Concept

Causal graph

Summary
In statistics, econometrics, epidemiology, genetics and related disciplines, causal graphs (also known as path diagrams, causal Bayesian networks or DAGs) are probabilistic graphical models used to encode assumptions about the data-generating process. Causal graphs can be used for communication and for inference. They are complementary to other forms of causal reasoning, for instance using causal equality notation. As communication devices, the graphs provide formal and transparent representation of the causal assumptions that researchers may wish to convey and defend. As inference tools, the graphs enable researchers to estimate effect sizes from non-experimental data, derive testable implications of the assumptions encoded, test for external validity, and manage missing data and selection bias. Causal graphs were first used by the geneticist Sewall Wright under the rubric "path diagrams". They were later adopted by social scientists and, to a lesser extent, by economists. These models were initially confined to linear equations with fixed parameters.
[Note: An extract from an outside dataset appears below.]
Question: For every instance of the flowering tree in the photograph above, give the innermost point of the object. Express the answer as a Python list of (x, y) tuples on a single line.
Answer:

Modern developments have extended graphical models to non-parametric analysis, and thus achieved a generality and flexibility that has transformed causal analysis in computer science, epidemiology, and social science. The causal graph can be drawn in the following way. Each variable in the model has a corresponding vertex or node and an arrow is drawn from a variable X to a variable Y whenever Y is judged to respond to changes in X when all other variables are being held constant. Variables connected to Y through direct arrows are called parents of Y, or "direct causes of Y," and are denoted by Pa(Y). Causal models often include "error terms" or "omitted factors" which represent all unmeasured factors that influence a variable Y when Pa(Y) are held constant. In most cases, error terms are excluded from the graph. However, if the graph author suspects that the error terms of any two variables are dependent (e.g. the two variables have an unobserved or latent common cause) then a bidirected arc is drawn between them.